The Simple Things: epost

I subscribe to Canada Post’s epost service, which promises to consolidate delivery of all your bills. It doesn’t quite manage that, largely because not all vendors support the service. That may change; in the meantime there’s a certain convenience to it, particularly in that it’s apparently the only way to get my Vancity Visa bills in PDF format rather than paper.

I’ve been thinking recently about usability issues related to this kind of regular but infrequent online experience. It seems that it’s often the simple things that cause frustration: the details surrounding getting to the desired or promised information. Destinations can be obscured by giving equal or greater weight to tasks and audiences not directly related to the notification. Memorability is an important aspect of design in this case, and it seems that this it often not well supported due to a lack of focus on the interaction initiated by the email.
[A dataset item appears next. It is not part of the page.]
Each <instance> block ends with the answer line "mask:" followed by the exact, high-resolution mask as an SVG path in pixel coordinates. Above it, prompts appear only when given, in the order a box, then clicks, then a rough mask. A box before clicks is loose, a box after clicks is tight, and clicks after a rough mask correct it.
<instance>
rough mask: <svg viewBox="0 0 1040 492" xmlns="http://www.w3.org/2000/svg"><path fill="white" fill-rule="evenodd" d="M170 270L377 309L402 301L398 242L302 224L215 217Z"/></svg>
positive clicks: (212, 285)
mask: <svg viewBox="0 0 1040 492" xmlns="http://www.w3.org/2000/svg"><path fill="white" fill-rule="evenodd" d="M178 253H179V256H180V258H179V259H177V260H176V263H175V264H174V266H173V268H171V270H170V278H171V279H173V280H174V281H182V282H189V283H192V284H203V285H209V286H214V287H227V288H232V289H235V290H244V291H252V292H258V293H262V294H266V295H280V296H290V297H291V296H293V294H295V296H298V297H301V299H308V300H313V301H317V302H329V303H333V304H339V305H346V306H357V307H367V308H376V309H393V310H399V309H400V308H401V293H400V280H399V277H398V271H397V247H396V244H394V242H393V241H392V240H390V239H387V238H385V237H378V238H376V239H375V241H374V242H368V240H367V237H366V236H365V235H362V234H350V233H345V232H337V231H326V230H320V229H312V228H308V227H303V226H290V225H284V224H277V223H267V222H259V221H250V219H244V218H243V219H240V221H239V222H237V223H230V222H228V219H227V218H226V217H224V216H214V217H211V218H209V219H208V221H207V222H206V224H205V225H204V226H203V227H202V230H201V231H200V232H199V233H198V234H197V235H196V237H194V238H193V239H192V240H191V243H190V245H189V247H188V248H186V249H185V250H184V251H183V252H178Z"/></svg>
The following screen shot shows the body of the email sent by epost when a new “mail delivery” is ready. Where would you click? Notice the prominence of the big blue “Remind Me” button, compared to the link to the service itself, where the bill can be accessed. Every couple of weeks I have to think consciously about where to click. How many people want to be reminded again, rather than just retrieve the bill, or leave the email in their in box, flagged or unread?

epostemail.gif

After remembering to click the link, the main epost page is displayed. The email notes that they don’t link directly to the log in screen from the email due to security concerns. I’m not sure what value this really has, as a phishing attack could simply replicate the main screen as well as the log in page. So the epost customer is delivered to the same page that any new user would see upon first going to the site, which is focused on getting people to sign up for the service. The “Sign in” button is also in a non-standard location, and perhaps even below the fold for some people.

eposthomepage.gif

Given that the security concern is a real one, why not pass a parameter via the email’s url so that the page swaps focus from “sign up” to “sign in”?

Simple changes to the email and landing page might prevent thousands of people from having to stop and think—twice—every time they receive a notification from epost.